I am trying to take a users input in octal UTF-8 bytes and convert them to normal UTF-8 characters. The input is being taken from an entry field(field) in tkinter, this is how I am processing it:

input = ((self.field.get(1.0,END)).split('\n\')))
print (bytes(input[0], 'utf-8').decode('unicode_escape'))

for the example character \350\260\242 this prints "è ° ¢" when it should print 谢.

b'\350\260\252'.decode('utf-8')

returns the correct character but this is useless as I am trying to take a users input. Is there any way to take a user's input directly as bytes or is there a better way to do my decodings? any help is appreciated

User9123
  • 3
  • 1

1 Answers1

0

Yeah, unicode_escape is a bit weird in that in converts from a bytestring of escape sequences to a unicode string (which makes sense, since that's what it's for).

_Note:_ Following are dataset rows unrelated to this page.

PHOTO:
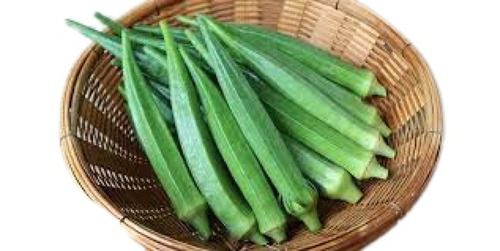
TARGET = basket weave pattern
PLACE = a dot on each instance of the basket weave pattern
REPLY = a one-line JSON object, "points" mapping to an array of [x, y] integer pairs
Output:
{"points": [[100, 147]]}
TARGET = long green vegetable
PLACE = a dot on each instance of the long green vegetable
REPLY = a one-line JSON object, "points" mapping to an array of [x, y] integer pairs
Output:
{"points": [[333, 182], [299, 198], [145, 38], [361, 81], [200, 152], [346, 99], [112, 45], [312, 132], [161, 149], [290, 84], [238, 155]]}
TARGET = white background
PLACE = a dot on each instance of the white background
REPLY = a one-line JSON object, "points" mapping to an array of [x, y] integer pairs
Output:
{"points": [[42, 208]]}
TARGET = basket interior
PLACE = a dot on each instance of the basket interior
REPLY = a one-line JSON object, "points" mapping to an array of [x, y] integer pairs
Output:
{"points": [[101, 148]]}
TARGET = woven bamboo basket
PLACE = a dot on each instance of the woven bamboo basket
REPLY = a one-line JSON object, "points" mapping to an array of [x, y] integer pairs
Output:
{"points": [[99, 145]]}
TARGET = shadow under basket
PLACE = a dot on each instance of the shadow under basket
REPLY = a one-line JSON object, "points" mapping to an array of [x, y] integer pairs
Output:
{"points": [[104, 156]]}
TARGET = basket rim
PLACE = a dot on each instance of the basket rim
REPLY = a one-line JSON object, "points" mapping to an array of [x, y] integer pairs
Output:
{"points": [[149, 238]]}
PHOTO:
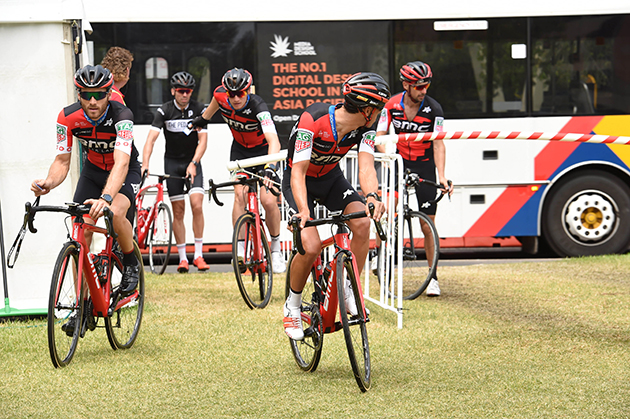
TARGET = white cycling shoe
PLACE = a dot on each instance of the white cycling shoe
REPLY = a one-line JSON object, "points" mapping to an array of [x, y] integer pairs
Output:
{"points": [[293, 322]]}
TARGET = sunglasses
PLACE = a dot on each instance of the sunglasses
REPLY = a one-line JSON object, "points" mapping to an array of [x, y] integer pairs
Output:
{"points": [[421, 86], [96, 95], [240, 93]]}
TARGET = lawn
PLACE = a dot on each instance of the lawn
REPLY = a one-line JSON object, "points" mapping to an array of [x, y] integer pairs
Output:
{"points": [[546, 339]]}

You could use the "round-trip through latin-1 mojibake" trick:

>>> br'\350\260\252'.decode('unicode_escape')
'è°ª'
>>> _.encode('l1').decode('u8')
'谪'

(Which works because latin-1 is a 1-to-1 mapping of the first 256 code points.)

And there's also the undocumented codecs.escape_decode:

>>> codecs.escape_decode(br'\350\260\252')[0].decode()
'谪'

Naturally, both of these codecs are inherently tailored towards python syntax in particular, so you'll have to roll your own to just handle octal escapes.

Josh Lee
  • 161,055
  • 37
  • 262
  • 269